Kultur

Auf dem Weg zur deutschen Einheit

von Die Redaktion · 6. Oktober 2005

Die Veröffentlichung von Helmut Schmidts Buch "Auf dem Weg zur deutschen Einheit" wird wohl in den Schatten der aktuellen politischen Ereignisse fallen. Die Bundestagswahl hat uns und die Medien so beschäftigt,

dass dem Jubiläum, das wir am 3. Oktober feiern werden,

bisher kaum Aufmerksamkeit gewidmet wurde.

Nun sind 15 Jahre gewiss nicht so bedeutend, wie zum Beispiel das

zehnjährige Jubiläum, das wir am Brandenburger Tor mit den Größen

der Weltpolitik zur Zeitenwende von 1989/90 feierten.

Aber hat sich die Sache mit der Einheit etwa seitdem erledigt?

Sind wir schon so weit, dass sich wegen zunehmender

Fortschritte beim Aufbau Ost und wachsender Selbstverständlichkeit

des Zusammenlebens das Gedenken nach und nach erübrigt?

Das Thema Aufbau Ost spielte im gerade zurückliegenden

Wahlkampf zunächst kaum eine Rolle. Keine der Parteien

unterbreitete spektakuläre Vorschläge - bis es zu den fatalen

Äußerungen von Schönbohm und Stoiber kam. Dabei hatten

beide nur einmal laut gedacht. Jenseits aller Sprachregelungen

und Floskeln offenbarten sie allerdings, welch abgrundtiefe

Vorurteile die Sicht auf den Osten noch immer prägen.

Schönbohm mochte das hinterher noch Leid tun,

die Stoiberschen Äußerungen, wenn sie denn

auf den bayerischen Wähler zielten, gingen schon davon aus,

dass sich damit mehrheitsfähige Ost-Antipathien mobilisieren ließen.

Das Tabu war ungewollt gebrochen - und egal,

ob es der eigenen Kandidatin damit an den Kragen ging -

die politische Brisanz des Ost-West-Themas war plötzlich wieder da.

Wer nach den Ursachen fragt, wird in Helmut Schmidts Analysen

seit der Wende vor allem einen roten Faden finden:

die anhaltende Misere des Ostens als ein ökonomisches Problem

von Anfang an und deshalb das Land auch mental weiter trennend.

Helmut Schmidt schreibt im Vorwort unumwunden:

"Ich bin mit dem Erreichten keineswegs zufrieden.

Wenngleich kein Marxist, so wusste ich doch immer,

der Lehrsatz, nach dem das ökonomische Sein das Bewusstsein

bestimmt, enthält zwar nicht die ganze Wahrheit, aber doch

eine psychologisch und politisch höchst wichtige Einsicht."

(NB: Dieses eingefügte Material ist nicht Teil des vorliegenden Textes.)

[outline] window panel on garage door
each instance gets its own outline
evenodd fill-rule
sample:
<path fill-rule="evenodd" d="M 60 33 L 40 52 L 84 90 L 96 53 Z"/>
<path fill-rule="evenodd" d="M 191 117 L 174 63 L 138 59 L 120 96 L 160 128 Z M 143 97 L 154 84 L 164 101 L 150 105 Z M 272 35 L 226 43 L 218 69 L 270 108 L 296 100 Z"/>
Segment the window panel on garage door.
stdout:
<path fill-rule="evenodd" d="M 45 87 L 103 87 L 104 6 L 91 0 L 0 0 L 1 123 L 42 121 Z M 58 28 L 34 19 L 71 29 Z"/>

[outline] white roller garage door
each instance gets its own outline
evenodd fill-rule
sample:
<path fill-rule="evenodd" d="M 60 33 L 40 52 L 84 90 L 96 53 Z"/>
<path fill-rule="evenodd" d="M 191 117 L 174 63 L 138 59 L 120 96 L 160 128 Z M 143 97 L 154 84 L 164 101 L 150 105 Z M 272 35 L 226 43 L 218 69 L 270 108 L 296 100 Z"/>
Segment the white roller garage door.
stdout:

Helmut Schmidt hat in den Jahren seit 1989 sein unbedingtes Ja

zur deutschen Vereinigung immer mit der Frage nach dem

Wie der Wiedervereinigung der beiden über 40 Jahre getrennten

Volkswirtschaften verbunden.

Das ist die große Linie, die sich durch Helmut Schmidts Beiträge zieht.

Das beginnt mit dem besorgten Ruf an die DDR-Bürger

im Dezember 1989, die durch Umsicht, Beharrlichkeit und Geduld

errungene Freiheit nicht zu gefährden, trotz zunehmender

ökonomischer Schwierigkeiten

("Eure wirtschaftliche Lage wird sich zunächst verschlechtern").

Er fügt dem damals hinzu:

"Vertraut auf unsere Hilfsbereitschaft. Sagt, was Ihr braucht."

Was für eine Zeit, welch ein Anfang! Ich kann es bezeugen!

Getragen vom gleichen Geiste, Helmut Schmidts Rede

am 12. Februar 1990 auf dem Marktplatz von Rostock:

"Solidarität ist unteilbar."

Aber hier schon mahnende Worte, "schrittweise" voranzugehen.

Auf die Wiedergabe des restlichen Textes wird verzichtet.